Der Dash-Button von Amazon spaltet schon jetzt – kurz nach der Markteinführung – die Gemüter. Einige   Nutzer stehen der Idee positiv gegenüber. Andere sehen darin keinen Nutzen und betrachten die Neuerung als Geldmacherei.  Verbraucherschützer schlagen Alarm. Doch was ist dieser Dash-Button überhaupt genau?

Es handelt sich dabei um ein Bestellsystem, mit dem Kunden ihre Lieblingsprodukte per Knopfdruck bestellen können. Der Button wird dabei mit dem Heimnetzwerk verbunden und übermittelt so die Bestellung an Amazon. Aktuell wird dieser Service zum Beispiel für Waschmittel, Rasierklingen, Zahnpasta oder Shampoo angeboten. Die Installation des Buttons übernimmt der Kunde selbst. Das Einrichten und Verwalten wird dabei über die App von Amazon gesteuert. Der Button wird auf ein bestimmtes Produkt konfiguriert und ist auf der Vorderseite mit dem entsprechenden Markenlogo versehen. Er hat ungefähr die Größe eines Autoschlüssels. Der Amazon-Konzern schafft damit einen völlig neuen, sehr einfachen Bestellvorgang.

In eben diesem einfachen Bestellsystem sehen Verbraucherschützer jedoch auch rechtliche Probleme.
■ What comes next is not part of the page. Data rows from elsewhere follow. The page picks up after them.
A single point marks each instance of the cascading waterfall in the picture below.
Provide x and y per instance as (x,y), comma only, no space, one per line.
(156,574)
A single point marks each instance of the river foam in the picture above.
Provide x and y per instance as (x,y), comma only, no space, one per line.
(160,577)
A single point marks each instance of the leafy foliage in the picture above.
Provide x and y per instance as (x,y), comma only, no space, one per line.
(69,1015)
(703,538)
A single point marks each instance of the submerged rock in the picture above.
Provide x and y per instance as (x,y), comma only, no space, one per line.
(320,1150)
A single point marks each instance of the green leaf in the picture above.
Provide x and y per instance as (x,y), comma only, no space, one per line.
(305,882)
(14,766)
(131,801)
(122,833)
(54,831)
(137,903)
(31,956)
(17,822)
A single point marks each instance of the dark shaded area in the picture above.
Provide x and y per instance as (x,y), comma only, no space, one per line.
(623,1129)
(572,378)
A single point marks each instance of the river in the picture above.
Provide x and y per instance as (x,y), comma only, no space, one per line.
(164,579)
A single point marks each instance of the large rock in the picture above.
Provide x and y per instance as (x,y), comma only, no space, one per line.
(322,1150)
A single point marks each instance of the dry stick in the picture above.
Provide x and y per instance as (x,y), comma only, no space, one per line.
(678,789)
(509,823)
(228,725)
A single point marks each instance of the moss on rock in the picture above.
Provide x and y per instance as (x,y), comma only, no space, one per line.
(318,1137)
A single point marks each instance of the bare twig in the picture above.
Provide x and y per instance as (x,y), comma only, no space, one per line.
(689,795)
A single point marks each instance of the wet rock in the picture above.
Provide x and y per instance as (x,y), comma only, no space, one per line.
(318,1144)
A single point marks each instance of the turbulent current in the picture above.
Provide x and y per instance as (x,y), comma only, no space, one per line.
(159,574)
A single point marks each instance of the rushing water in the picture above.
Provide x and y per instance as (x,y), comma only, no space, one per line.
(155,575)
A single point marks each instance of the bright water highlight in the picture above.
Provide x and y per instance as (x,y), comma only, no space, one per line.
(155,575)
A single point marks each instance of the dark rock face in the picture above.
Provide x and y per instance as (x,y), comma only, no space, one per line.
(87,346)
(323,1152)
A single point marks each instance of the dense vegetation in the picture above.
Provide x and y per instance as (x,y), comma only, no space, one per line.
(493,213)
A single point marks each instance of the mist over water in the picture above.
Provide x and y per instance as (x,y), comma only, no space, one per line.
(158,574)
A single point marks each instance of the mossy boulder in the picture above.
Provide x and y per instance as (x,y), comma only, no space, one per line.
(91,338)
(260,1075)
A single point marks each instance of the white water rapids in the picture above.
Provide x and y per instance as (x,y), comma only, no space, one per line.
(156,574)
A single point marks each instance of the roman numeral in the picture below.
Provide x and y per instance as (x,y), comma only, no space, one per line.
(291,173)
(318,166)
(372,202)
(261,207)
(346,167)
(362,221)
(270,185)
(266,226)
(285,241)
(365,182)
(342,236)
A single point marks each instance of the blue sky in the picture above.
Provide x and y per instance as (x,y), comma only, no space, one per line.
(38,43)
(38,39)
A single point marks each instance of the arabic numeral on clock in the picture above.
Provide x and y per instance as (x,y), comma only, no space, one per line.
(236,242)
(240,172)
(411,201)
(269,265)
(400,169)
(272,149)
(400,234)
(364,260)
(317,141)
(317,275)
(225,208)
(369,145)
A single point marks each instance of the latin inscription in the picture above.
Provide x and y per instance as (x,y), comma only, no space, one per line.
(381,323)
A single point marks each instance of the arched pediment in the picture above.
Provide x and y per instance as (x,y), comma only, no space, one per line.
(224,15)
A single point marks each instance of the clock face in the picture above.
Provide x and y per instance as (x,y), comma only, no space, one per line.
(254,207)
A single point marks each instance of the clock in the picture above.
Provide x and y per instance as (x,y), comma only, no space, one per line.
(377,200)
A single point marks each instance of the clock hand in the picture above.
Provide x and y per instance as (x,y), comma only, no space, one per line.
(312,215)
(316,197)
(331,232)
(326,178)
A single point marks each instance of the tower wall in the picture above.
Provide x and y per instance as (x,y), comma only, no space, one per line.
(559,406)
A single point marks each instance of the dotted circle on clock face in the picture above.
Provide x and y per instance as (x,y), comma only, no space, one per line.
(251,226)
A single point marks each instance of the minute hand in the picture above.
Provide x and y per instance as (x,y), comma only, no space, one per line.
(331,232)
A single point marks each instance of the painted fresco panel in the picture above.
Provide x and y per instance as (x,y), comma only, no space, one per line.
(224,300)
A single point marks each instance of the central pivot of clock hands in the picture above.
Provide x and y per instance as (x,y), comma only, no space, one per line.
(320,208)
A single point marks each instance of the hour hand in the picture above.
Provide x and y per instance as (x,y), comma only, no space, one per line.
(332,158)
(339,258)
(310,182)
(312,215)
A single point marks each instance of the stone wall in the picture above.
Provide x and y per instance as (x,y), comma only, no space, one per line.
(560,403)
Ein Problem ist, dass dem Nutzer beim Kauf kein Preis mitgeteilt wird. Etwaige Preiserhöhungen oder höhere Versandkosten werden dem Kunden erst auf der Abrechnung mitgeteilt. Gerade zu diesen Angaben ist ein Händler aber gesetzlich verpflichtet. Außerdem fehlt eine Widerrufsbelehrung für den Kunden. Der Nutzer wird nicht auf das gesetzliche Widerrufsrecht von 14 Tagen hingewiesen. Darüber hinaus fehlen auch Angaben zur Lieferung, Bestellablauf und Produktmerkmalen. Die gesetzlich geforderte Möglichkeit, Eingabefehler durch Überprüfung noch erkennen zu können und zu korrigieren, besteht ebenfalls nicht. Schlussendlich fordert der Gesetzgeber im Rahmen der sogenannten „Button-Lösung“ – Regelung für den elektronischen Rechtsverkehr – eine Beschriftung, die den Kunden eindeutig erkennen lässt, dass er sich mit der Bestellung zu einer Zahlung verpflichtet. In der Praxis werden Bezeichnungen, wie „Jetzt kaufen“ oder „Kostenpflichtig bestellen“, anerkannt.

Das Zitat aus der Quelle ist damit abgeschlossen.